We've just recently moved into a new home, which means lots of sorting, deleting, packing, and then unpacking of our years of accumulations.
Now that we are in an empty nest, we've downsized our home and changed geographies to meet our new lifestyle. It's a lot of work and very intimidating, but exhilarating at the same time.
We've been having moments of nostalgia as we sort through our possessions and outbursts of intense of laughter as we discover hidden gems from our years together and from raising our two kids.
Like the little note from my then-second grade son, thanking Christopher and me for always making him good school lunches.
Like the paper cut out self-portrait that my daughter made... we framed that one because we couldn't believe the quality coming from such a young age.
Like the paw print cast in cement of our little French Bulldog puppy who has since passed away.
"Memories, light the corners of my mind."
The best moment, however, came from a little blue ribbon blazed in gold with the words "18th Place." It was from my son's swim meet with he was 10 years old, and evidently he came in 18th place. I don't even remotely recall how many competitors there were in that race, but I sure hope it was more than 18!
We literally fell on the floor laughing with that one! 18th place! Why would you give a ribbon to someone who came in 18th place? I mean it's not 1st, 2nd, or 3rd. Back in my day those were the only winners.
Once we composed ourselves, we realized that our children are members of the #winning generation.
Everybody gets a blue ribbon with big bright gold lettering. In their generation, you get a reward just for showing up and trying.
You don't have to beat anybody to get recognized. How refreshing... how confident!
It struck me how differently I was raised, yet how quickly I embraced this mantra when raising my children. When I was growing up, you either won or you lost. And as my parents would always remind me, "just because you won this one doesn't mean you'll win the next."

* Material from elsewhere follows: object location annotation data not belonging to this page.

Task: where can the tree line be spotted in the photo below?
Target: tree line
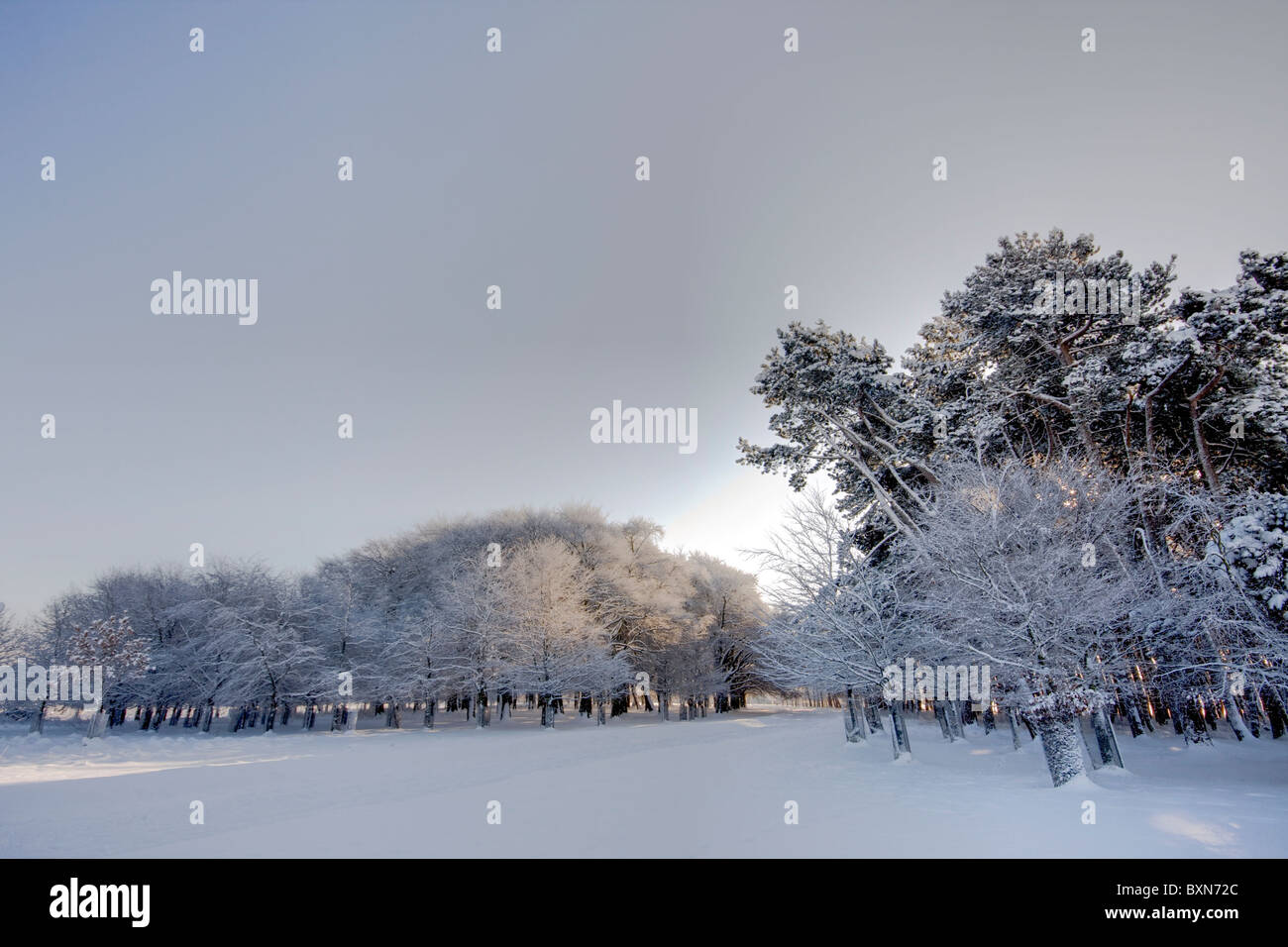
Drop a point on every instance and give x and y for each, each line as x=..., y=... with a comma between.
x=472, y=615
x=1085, y=500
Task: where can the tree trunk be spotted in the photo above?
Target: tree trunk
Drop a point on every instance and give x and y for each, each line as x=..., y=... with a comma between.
x=1063, y=750
x=1235, y=716
x=898, y=731
x=1107, y=742
x=855, y=727
x=941, y=719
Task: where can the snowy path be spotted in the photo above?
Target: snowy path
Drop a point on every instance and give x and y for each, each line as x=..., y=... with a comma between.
x=636, y=788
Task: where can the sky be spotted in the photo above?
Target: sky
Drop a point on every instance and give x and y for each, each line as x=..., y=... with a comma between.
x=518, y=169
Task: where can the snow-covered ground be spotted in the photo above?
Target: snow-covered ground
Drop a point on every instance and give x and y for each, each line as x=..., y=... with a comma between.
x=715, y=787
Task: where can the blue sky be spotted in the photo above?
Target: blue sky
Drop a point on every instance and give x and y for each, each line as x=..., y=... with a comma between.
x=516, y=169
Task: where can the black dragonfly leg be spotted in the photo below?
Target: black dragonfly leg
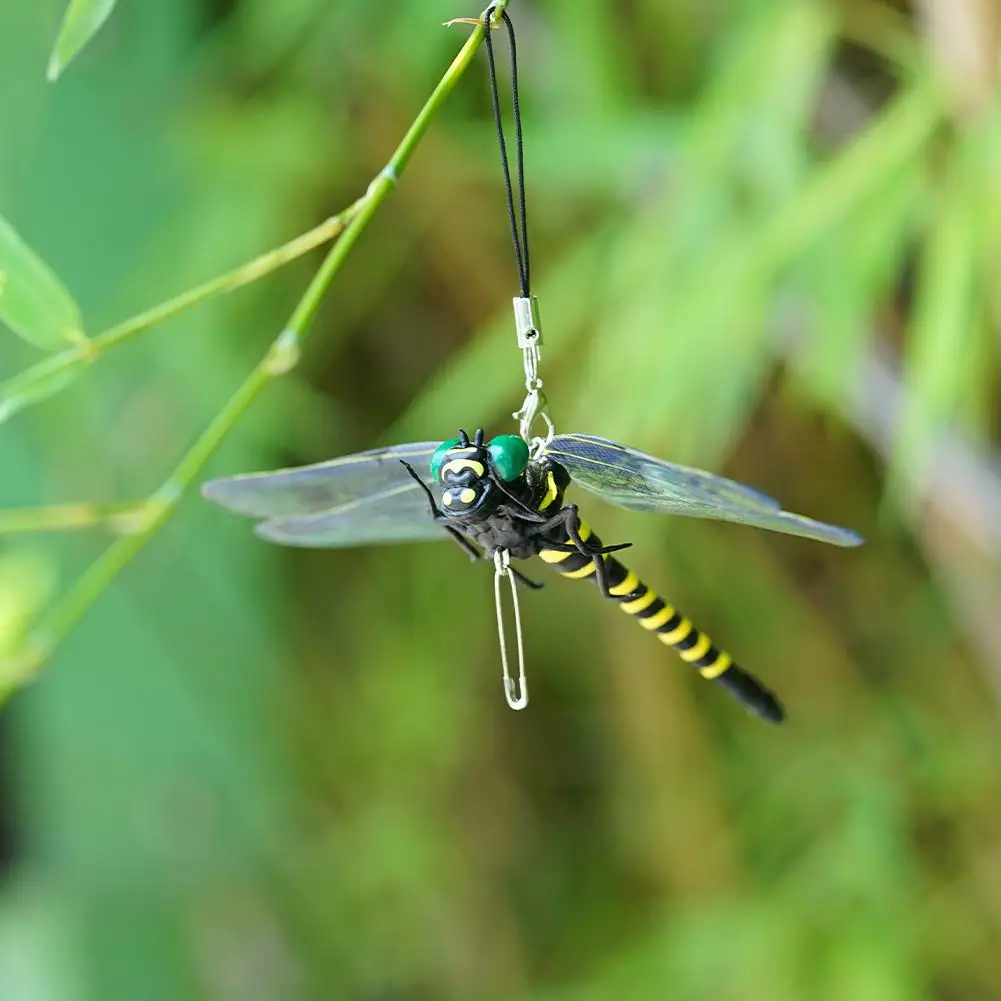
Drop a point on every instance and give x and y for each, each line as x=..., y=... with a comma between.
x=470, y=551
x=525, y=581
x=568, y=520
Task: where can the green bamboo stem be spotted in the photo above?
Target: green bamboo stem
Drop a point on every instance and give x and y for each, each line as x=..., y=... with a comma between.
x=89, y=350
x=51, y=630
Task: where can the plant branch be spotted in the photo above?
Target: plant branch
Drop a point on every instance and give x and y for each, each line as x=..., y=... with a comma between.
x=42, y=641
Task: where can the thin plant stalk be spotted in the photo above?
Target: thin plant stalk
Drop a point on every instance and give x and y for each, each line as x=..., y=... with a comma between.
x=53, y=627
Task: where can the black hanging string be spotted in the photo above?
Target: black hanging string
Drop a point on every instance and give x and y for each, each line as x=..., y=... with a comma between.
x=520, y=239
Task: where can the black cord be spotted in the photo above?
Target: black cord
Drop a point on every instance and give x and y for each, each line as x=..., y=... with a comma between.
x=520, y=239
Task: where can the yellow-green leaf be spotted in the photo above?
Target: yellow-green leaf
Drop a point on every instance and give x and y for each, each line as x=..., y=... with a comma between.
x=82, y=20
x=33, y=302
x=33, y=386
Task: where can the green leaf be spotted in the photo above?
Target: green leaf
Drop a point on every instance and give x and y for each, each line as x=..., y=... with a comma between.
x=82, y=20
x=35, y=385
x=33, y=301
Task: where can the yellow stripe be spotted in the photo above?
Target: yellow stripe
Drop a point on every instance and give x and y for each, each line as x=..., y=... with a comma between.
x=583, y=572
x=628, y=586
x=702, y=645
x=555, y=556
x=678, y=634
x=657, y=620
x=457, y=464
x=552, y=493
x=722, y=664
x=639, y=604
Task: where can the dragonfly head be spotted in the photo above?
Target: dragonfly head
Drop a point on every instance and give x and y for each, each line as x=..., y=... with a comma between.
x=466, y=470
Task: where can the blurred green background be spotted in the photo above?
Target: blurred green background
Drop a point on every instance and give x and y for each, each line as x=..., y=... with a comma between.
x=765, y=236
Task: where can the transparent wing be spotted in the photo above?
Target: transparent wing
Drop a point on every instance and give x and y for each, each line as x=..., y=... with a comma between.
x=631, y=478
x=352, y=501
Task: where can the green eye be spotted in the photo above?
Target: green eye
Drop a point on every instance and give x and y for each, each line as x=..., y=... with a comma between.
x=438, y=455
x=510, y=454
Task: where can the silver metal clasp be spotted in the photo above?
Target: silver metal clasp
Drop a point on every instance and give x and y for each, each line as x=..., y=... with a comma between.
x=517, y=693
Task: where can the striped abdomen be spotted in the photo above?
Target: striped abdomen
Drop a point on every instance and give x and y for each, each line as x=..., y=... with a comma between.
x=667, y=623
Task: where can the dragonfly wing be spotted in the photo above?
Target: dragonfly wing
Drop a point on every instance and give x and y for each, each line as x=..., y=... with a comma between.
x=394, y=517
x=352, y=501
x=634, y=479
x=309, y=489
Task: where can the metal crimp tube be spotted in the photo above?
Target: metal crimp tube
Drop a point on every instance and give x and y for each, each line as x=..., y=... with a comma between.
x=530, y=330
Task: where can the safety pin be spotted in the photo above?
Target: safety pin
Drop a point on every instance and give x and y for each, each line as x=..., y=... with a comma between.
x=502, y=569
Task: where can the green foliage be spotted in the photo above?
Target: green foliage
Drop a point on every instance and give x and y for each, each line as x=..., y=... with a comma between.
x=764, y=236
x=82, y=20
x=33, y=302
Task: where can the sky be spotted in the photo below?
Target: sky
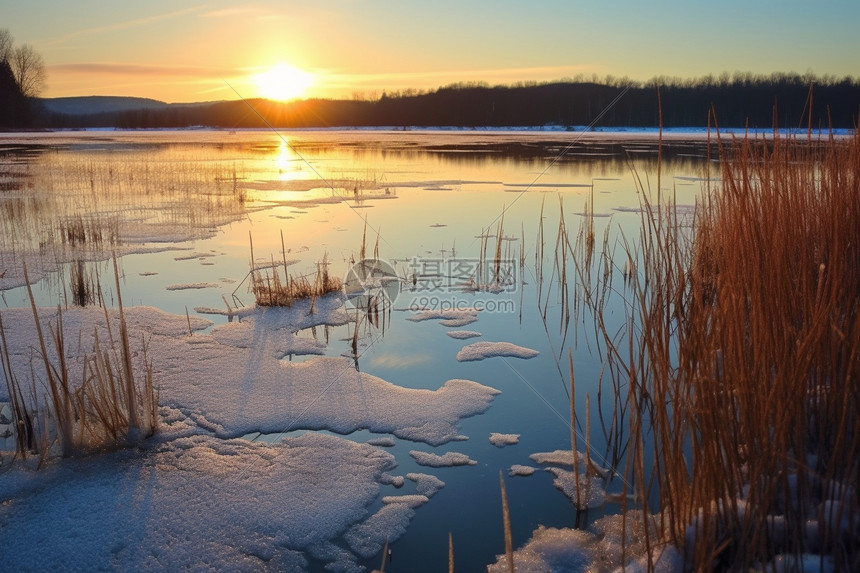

With my children, we never spoke about beating anybody, because we always felt like everybody should win, in their own way.
There are no losers.
I never cared if my kids were on winning sports teams. I just wanted them to try, and if they didn't like that particular then they were welcome to try something else. They both eventually fell into their own grove as a result, loving their own choice of sports and hobbies, after years of trial and error.
That was ok by me, isn't that what life is about?
Sure, there are critics who say we have raised a generation of young adults who expect to be praised at every turn. They expect to get the promotion before they're ready, they expect the accolades to come with every milestone, and they expect to be #winning at every turn.
Maybe. But that can be managed. I'd rather be dealing with confidence then with a lack of trying for fear of failure.
Is there ever really failure if you've given it your best shot?
"If at first you don't succeed, try try try again." Or try something else.
Or better yet, just be thrilled that you came in 18th place, with a blue ribbon and gold letters to prove it.